FortiGuard Labs, the research arm of security firm Fortinet, has uncovered a significant evolution in the IZ1H9 Mirai-based DDoS campaign.
Discovered in September and described in an advisory published on Monday, the new campaign has reportedly rapidly updated its arsenal of exploits, incorporating 13 distinct payloads, targeting various vulnerabilities across different Internet of Things (IoT) devices.
Peak exploitation was recorded on September 6, with trigger counts reaching the tens of thousands. This highlights the campaign’s ability to infect vulnerable devices and expand its botnet swiftly through newly released exploit codes, encompassing multiple CVEs.
The exploit payloads focus on vulnerabilities in D-Link, Netis, Sunhillo SureLine, Geutebruck, Yealink Device Management, Zyxel, TP-Link Archer, Korenix JetWave and TOTOLINK devices. Each payload is tailored to exploit specific vulnerabilities, ranging from command injection to remote code execution (RCE).

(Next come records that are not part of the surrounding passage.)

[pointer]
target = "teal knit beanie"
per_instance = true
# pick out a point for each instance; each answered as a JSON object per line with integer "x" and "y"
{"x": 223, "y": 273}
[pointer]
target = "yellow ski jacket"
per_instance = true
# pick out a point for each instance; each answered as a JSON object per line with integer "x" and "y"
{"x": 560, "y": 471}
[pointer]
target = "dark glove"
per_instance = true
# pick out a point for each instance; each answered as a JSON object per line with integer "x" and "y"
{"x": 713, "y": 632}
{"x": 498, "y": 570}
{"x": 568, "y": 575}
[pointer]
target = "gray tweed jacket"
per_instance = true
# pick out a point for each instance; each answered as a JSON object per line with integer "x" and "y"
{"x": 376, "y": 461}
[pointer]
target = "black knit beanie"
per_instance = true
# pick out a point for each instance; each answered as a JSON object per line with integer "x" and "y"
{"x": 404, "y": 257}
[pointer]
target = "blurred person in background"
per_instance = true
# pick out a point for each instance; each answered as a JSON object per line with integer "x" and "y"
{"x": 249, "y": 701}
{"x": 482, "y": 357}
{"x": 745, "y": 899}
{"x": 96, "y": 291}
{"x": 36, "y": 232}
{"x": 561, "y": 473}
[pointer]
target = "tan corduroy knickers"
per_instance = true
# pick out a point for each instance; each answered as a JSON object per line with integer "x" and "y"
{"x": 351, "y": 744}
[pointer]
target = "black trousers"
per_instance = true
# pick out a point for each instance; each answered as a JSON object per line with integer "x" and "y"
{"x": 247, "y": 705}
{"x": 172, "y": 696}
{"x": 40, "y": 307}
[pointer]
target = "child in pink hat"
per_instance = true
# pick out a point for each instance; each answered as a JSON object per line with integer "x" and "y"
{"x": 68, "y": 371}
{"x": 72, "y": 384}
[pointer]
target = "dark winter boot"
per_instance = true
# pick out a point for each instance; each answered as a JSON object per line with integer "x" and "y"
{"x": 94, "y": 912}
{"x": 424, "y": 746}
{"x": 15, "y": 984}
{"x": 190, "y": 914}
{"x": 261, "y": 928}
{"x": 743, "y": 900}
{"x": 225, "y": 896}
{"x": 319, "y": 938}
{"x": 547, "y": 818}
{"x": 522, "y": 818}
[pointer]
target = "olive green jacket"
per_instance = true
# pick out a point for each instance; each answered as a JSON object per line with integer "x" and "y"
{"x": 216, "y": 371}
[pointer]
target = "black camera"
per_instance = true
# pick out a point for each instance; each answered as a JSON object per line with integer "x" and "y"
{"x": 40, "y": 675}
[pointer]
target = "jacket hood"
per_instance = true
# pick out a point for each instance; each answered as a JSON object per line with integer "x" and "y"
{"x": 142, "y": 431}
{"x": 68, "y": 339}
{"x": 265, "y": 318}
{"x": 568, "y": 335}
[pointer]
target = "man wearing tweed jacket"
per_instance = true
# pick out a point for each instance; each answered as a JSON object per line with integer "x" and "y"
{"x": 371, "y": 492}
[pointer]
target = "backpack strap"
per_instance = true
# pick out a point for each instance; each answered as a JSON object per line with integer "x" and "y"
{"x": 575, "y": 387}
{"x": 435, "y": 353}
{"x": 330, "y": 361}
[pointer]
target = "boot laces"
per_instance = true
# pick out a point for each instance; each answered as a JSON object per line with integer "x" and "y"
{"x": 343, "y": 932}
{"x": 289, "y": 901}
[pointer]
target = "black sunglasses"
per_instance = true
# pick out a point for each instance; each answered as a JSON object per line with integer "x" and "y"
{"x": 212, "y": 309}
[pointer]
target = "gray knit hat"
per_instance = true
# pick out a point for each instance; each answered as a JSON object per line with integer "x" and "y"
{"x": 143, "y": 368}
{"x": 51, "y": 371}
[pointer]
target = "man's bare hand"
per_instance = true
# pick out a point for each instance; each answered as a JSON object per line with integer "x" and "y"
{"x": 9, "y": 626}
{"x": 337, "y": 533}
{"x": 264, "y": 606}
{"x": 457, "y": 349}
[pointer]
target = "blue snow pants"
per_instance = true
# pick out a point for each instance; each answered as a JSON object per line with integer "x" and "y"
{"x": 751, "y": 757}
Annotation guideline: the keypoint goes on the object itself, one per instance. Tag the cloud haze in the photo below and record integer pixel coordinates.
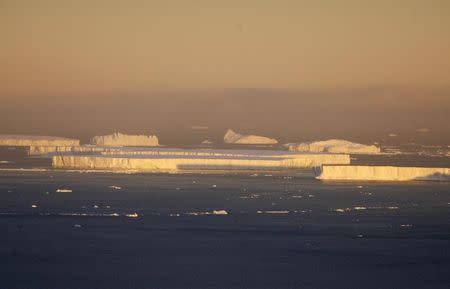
(289, 69)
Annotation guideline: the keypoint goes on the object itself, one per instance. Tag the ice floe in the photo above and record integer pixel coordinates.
(233, 137)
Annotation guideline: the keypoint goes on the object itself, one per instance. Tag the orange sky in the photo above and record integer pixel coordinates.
(91, 50)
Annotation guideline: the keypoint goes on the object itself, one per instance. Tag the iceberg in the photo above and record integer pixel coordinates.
(382, 173)
(333, 146)
(34, 140)
(174, 160)
(119, 139)
(233, 137)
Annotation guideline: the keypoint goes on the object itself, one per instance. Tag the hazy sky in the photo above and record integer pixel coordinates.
(163, 65)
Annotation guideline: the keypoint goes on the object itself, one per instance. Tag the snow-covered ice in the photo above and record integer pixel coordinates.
(119, 139)
(333, 146)
(382, 173)
(274, 160)
(233, 137)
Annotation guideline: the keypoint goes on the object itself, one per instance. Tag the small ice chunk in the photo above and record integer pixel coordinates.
(63, 190)
(220, 212)
(133, 215)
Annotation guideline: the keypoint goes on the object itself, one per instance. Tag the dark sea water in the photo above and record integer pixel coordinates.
(284, 230)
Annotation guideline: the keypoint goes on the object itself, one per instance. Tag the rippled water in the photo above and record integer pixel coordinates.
(268, 230)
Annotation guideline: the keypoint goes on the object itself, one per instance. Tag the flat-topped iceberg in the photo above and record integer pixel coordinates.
(34, 140)
(173, 160)
(382, 173)
(233, 137)
(333, 146)
(119, 139)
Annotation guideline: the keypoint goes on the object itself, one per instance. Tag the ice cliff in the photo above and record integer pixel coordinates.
(178, 160)
(382, 173)
(33, 140)
(333, 146)
(119, 139)
(233, 137)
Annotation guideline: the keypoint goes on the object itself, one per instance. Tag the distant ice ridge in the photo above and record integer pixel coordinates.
(177, 160)
(34, 140)
(119, 139)
(382, 173)
(333, 146)
(233, 137)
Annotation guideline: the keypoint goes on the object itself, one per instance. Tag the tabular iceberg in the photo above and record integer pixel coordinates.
(233, 137)
(178, 160)
(34, 140)
(119, 139)
(382, 173)
(333, 146)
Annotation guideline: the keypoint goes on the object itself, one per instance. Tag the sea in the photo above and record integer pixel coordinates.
(73, 229)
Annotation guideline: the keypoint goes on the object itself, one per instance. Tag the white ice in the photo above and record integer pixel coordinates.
(233, 137)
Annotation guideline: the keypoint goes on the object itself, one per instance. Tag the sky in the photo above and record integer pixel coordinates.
(186, 70)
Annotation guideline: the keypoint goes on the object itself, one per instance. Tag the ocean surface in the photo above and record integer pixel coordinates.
(61, 229)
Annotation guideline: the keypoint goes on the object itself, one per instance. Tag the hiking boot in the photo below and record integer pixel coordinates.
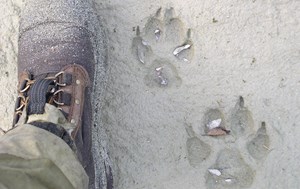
(56, 66)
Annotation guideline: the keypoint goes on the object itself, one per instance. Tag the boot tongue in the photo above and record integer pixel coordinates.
(39, 93)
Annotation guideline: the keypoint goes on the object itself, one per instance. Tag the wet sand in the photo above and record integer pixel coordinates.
(154, 106)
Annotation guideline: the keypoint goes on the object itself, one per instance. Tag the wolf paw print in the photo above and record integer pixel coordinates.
(161, 47)
(230, 169)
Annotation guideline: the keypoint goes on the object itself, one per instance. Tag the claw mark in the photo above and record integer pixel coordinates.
(181, 48)
(140, 47)
(157, 33)
(163, 80)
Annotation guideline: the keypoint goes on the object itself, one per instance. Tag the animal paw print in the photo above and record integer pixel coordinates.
(230, 169)
(161, 47)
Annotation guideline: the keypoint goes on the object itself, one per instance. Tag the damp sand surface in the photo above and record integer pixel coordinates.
(174, 68)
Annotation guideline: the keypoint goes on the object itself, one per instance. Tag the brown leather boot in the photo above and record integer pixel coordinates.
(56, 66)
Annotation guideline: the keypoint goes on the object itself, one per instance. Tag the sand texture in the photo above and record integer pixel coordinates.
(167, 70)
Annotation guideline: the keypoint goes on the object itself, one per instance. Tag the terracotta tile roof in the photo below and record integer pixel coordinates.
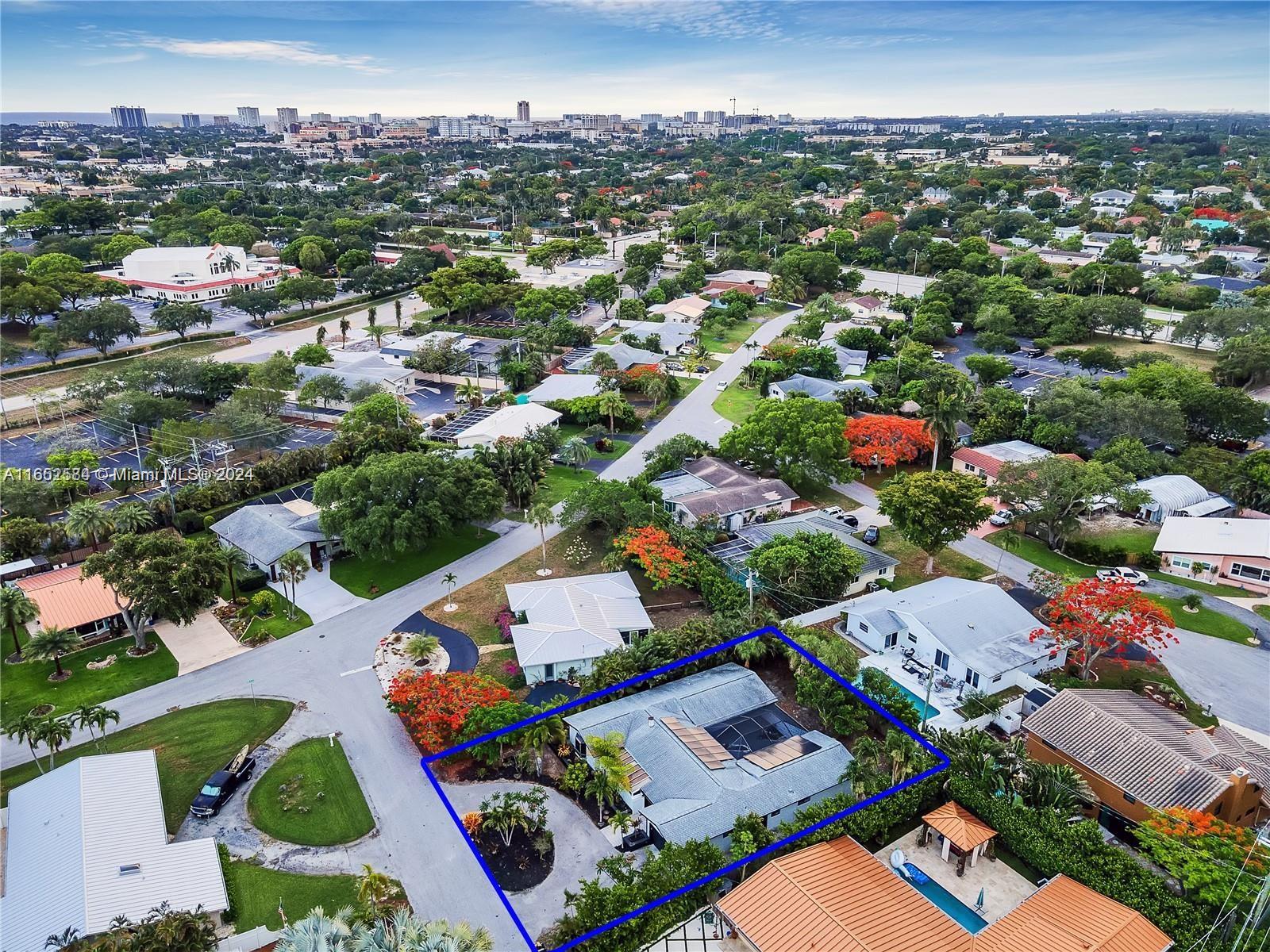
(67, 601)
(1066, 917)
(959, 825)
(837, 898)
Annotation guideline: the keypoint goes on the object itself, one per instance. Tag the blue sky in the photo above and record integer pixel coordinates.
(633, 56)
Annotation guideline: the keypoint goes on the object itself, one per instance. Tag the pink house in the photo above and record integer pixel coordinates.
(1221, 551)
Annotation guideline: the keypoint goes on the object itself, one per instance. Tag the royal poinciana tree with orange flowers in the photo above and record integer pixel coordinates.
(1217, 862)
(887, 441)
(664, 562)
(1098, 619)
(436, 706)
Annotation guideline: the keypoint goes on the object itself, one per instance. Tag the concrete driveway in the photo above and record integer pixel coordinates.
(202, 643)
(321, 596)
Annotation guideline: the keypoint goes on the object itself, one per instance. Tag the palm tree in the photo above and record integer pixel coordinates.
(16, 612)
(944, 404)
(54, 733)
(234, 560)
(611, 403)
(51, 644)
(422, 647)
(541, 517)
(292, 568)
(89, 520)
(25, 730)
(133, 517)
(470, 393)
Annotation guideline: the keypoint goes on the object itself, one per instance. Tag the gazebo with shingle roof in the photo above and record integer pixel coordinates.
(964, 835)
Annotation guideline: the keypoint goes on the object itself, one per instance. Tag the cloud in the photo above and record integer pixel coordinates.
(292, 52)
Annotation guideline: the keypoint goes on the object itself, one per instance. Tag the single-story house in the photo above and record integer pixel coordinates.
(69, 600)
(715, 486)
(837, 895)
(709, 748)
(734, 552)
(487, 425)
(972, 631)
(87, 843)
(624, 355)
(986, 461)
(568, 622)
(683, 309)
(1141, 757)
(675, 336)
(1179, 495)
(266, 532)
(368, 368)
(565, 386)
(1222, 551)
(818, 389)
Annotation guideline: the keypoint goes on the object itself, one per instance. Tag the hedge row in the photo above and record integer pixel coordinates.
(117, 355)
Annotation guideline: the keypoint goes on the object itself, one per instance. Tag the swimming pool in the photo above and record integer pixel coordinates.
(952, 907)
(918, 704)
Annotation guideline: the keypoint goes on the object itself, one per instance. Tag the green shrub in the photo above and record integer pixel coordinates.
(249, 581)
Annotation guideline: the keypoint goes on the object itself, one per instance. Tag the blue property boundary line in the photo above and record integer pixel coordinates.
(425, 763)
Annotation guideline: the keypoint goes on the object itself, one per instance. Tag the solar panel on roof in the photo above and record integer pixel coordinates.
(705, 748)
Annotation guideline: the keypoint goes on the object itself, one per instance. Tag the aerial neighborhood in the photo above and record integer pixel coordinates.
(728, 531)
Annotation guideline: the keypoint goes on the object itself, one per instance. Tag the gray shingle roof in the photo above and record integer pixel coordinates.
(266, 532)
(1149, 752)
(686, 799)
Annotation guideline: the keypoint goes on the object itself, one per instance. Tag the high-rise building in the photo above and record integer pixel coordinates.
(129, 117)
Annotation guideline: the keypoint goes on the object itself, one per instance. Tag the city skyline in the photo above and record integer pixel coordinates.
(876, 59)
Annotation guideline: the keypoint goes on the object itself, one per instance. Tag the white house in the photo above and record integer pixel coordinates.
(565, 624)
(201, 273)
(713, 486)
(971, 635)
(88, 842)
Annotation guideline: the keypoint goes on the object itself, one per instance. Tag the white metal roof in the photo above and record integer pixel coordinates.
(1217, 537)
(74, 837)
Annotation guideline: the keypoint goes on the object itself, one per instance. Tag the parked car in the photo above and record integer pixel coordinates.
(222, 784)
(1124, 574)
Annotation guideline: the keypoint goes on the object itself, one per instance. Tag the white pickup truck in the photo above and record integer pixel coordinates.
(1124, 574)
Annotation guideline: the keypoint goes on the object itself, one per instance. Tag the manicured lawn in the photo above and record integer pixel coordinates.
(1206, 621)
(190, 744)
(279, 624)
(1041, 555)
(737, 403)
(254, 892)
(310, 797)
(725, 340)
(912, 562)
(359, 574)
(27, 685)
(1133, 539)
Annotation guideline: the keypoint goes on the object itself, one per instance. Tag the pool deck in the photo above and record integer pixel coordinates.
(1003, 888)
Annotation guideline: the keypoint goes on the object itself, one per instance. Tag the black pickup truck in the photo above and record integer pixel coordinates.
(221, 785)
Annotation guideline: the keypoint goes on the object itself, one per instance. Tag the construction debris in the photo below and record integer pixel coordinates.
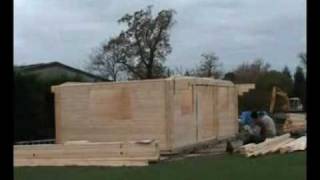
(282, 144)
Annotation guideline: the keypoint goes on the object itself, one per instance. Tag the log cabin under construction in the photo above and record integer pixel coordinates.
(177, 111)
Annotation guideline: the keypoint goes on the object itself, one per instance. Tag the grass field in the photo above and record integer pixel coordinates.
(228, 167)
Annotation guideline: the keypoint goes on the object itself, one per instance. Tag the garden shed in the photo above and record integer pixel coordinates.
(177, 111)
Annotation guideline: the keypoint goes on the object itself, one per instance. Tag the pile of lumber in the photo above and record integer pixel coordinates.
(282, 144)
(294, 122)
(83, 153)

The injected payload initiates a shell script downloader, “l.sh,” from a specific URL. It proceeds to delete logs, download and execute various bot clients for Linux architectures and obstruct network connections on multiple ports.
IZ1H9, a Mirai variant, infects Linux-based IoT devices, rendering them remote-controlled bots for large-scale network attacks. Its configuration is decoded with an XOR key, revealing additional payload downloader URLs, along with pre-set login credentials for brute-force attacks.
Command-and-control (C2) communication between compromised devices and the command server is detailed, demonstrating the campaign’s sophistication in launching DDoS attacks with specific parameters.
Fortinet researcher Cara Lin said the research underscored the persistent threat posed by RCE attacks on IoT devices.
“Despite the availability of patches for these vulnerabilities, the number of exploit triggers remains alarmingly high, often numbering in the thousands,” she wrote.
“What amplifies the impact of the IZ1H9 Campaign are the rapid updates to the vulnerabilities it exploits. Once an attacker gains control of a vulnerable device, they can incorporate these newly compromised devices into their botnet, enabling them to launch further attacks like DDoS attacks and brute-force,” Lin added.
To mitigate this threat, organizations are urged to apply patches promptly and alter default login credentials for their devices.